When I was in sixth grade, my family spent one year in Switzerland, which is where my parents come from and where my extended family still lives today. I went to a typical secondary school that year, and it gave me a student’s view of a very different educational system from that in the U.S.
The most striking difference was that we had a half-day of school on Saturday!
To my American childhood sensibilities, this was sheer blasphemy. In those pre-cable, pre-Internet years, Saturday mornings were the cartoon mecca, after which we’d play soccer or football. Mandatory school during this most hallowed part of the week bordered on cruel and unusual punishment. (Fortunately, I hear from my cousins that Switzerland has since ended this barbaric practice. :-))
But there were other striking differences as well.
Each class of about 25 students stayed together in their homeroom for most of their courses (other than sciences, art, shop, and PE), while teachers moved from room to room. On top of that, there was a weekly schedule (rather than a daily schedule) in which different courses met for different numbers of hours per week, and the start and end times of school varied substantially depending on the day of the week.
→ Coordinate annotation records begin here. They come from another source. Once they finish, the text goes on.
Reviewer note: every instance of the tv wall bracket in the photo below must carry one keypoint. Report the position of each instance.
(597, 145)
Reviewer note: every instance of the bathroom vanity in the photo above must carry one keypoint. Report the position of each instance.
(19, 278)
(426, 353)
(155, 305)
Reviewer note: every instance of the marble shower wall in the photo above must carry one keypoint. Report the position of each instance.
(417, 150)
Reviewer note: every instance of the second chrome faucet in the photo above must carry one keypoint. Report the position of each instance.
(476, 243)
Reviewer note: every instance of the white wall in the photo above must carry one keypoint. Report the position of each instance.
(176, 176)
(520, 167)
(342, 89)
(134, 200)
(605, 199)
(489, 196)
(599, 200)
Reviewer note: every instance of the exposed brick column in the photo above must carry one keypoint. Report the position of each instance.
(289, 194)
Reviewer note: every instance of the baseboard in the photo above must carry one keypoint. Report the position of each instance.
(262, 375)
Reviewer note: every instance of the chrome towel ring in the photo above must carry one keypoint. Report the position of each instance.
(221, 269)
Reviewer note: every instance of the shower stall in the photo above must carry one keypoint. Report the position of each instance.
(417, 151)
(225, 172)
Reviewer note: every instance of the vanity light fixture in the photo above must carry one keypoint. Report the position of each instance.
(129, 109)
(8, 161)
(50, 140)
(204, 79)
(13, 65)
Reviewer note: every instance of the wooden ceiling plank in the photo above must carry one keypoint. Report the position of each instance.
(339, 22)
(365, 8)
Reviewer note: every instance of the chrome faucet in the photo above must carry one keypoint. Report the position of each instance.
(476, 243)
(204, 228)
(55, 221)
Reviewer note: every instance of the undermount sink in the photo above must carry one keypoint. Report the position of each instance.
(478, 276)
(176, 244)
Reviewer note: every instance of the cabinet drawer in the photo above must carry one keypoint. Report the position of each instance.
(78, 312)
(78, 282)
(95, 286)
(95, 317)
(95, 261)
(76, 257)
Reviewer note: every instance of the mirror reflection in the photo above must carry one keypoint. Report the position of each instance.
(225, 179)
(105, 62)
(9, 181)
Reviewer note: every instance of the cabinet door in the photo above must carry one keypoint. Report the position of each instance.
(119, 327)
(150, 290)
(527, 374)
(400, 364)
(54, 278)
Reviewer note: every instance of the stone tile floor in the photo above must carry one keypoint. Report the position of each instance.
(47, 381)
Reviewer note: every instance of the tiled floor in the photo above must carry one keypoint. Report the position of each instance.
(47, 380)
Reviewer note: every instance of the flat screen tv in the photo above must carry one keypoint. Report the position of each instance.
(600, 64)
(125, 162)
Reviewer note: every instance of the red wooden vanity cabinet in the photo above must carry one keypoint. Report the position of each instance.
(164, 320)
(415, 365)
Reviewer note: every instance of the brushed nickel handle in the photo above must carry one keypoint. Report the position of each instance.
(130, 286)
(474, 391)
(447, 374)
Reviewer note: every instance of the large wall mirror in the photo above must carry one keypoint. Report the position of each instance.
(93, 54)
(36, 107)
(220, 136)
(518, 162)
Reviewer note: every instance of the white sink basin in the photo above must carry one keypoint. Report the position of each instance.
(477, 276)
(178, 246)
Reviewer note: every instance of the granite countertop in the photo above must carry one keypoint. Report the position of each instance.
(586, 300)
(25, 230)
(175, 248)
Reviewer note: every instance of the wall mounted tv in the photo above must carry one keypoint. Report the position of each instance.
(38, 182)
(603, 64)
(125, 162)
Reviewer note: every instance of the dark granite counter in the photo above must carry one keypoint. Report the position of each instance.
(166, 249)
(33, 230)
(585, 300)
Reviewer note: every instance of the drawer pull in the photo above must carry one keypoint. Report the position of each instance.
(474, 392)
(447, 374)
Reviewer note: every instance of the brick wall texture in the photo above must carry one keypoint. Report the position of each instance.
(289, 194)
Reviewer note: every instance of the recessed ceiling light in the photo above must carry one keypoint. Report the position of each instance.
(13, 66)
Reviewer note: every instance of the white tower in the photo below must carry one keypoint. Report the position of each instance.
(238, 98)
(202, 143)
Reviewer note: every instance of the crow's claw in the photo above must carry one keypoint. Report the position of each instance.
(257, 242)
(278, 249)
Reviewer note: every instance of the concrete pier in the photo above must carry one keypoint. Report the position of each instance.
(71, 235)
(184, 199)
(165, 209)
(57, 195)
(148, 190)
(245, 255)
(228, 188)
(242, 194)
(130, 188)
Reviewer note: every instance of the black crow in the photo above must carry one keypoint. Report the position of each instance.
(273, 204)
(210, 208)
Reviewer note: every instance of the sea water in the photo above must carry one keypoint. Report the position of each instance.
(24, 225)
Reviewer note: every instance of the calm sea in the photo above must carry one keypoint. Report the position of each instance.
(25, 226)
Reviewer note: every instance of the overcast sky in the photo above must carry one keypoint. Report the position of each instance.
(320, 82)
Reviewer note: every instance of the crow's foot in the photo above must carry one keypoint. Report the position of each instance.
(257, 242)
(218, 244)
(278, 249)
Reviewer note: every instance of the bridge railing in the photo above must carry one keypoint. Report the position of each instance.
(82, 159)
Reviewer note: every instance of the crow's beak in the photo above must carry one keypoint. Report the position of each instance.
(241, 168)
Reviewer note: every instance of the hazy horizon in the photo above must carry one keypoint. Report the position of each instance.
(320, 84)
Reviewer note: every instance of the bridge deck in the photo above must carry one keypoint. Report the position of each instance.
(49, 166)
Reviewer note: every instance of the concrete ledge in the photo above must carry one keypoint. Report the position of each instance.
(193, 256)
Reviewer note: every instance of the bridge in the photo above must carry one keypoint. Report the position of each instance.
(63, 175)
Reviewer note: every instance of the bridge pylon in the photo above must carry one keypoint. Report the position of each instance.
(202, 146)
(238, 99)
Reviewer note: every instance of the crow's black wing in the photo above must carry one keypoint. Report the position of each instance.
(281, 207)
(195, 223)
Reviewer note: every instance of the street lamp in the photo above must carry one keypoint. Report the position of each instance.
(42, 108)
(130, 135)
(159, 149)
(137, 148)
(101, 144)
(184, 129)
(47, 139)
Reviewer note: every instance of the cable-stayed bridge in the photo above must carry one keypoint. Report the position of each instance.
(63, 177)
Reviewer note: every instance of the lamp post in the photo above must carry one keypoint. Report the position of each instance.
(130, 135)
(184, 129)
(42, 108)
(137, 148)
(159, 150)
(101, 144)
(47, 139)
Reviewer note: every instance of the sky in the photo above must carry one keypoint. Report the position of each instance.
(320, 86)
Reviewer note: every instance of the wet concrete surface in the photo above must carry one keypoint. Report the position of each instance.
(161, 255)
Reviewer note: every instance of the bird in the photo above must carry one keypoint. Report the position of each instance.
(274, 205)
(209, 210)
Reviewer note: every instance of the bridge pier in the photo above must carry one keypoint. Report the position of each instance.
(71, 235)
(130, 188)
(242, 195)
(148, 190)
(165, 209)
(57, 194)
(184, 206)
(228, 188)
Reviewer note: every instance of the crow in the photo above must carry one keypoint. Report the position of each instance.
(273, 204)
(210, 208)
Other than additional foreign languages (beyond the required French), there were no electives and no need for students to make elective choices because all students took all academic and nonacademic courses, unlike American students—such as my daughter, who has to choose each year between music, art, or a foreign language.
In my year of Swiss education, I took German 5 hours per week, French and math 4 hours per week, other academic subjects such as history, geography, biology, chemistry, and physics anywhere from 1 to 3 hours per week, and many other subjects such as art, music, shop, PE, and religion for either 1 or 2 hours per week. What a striking difference between the U.S. practice of separating the sciences into separate, sequential, 1-year courses, and the Swiss practice of including each discipline for a couple of hours per week throughout the entire 5 years of secondary schooling.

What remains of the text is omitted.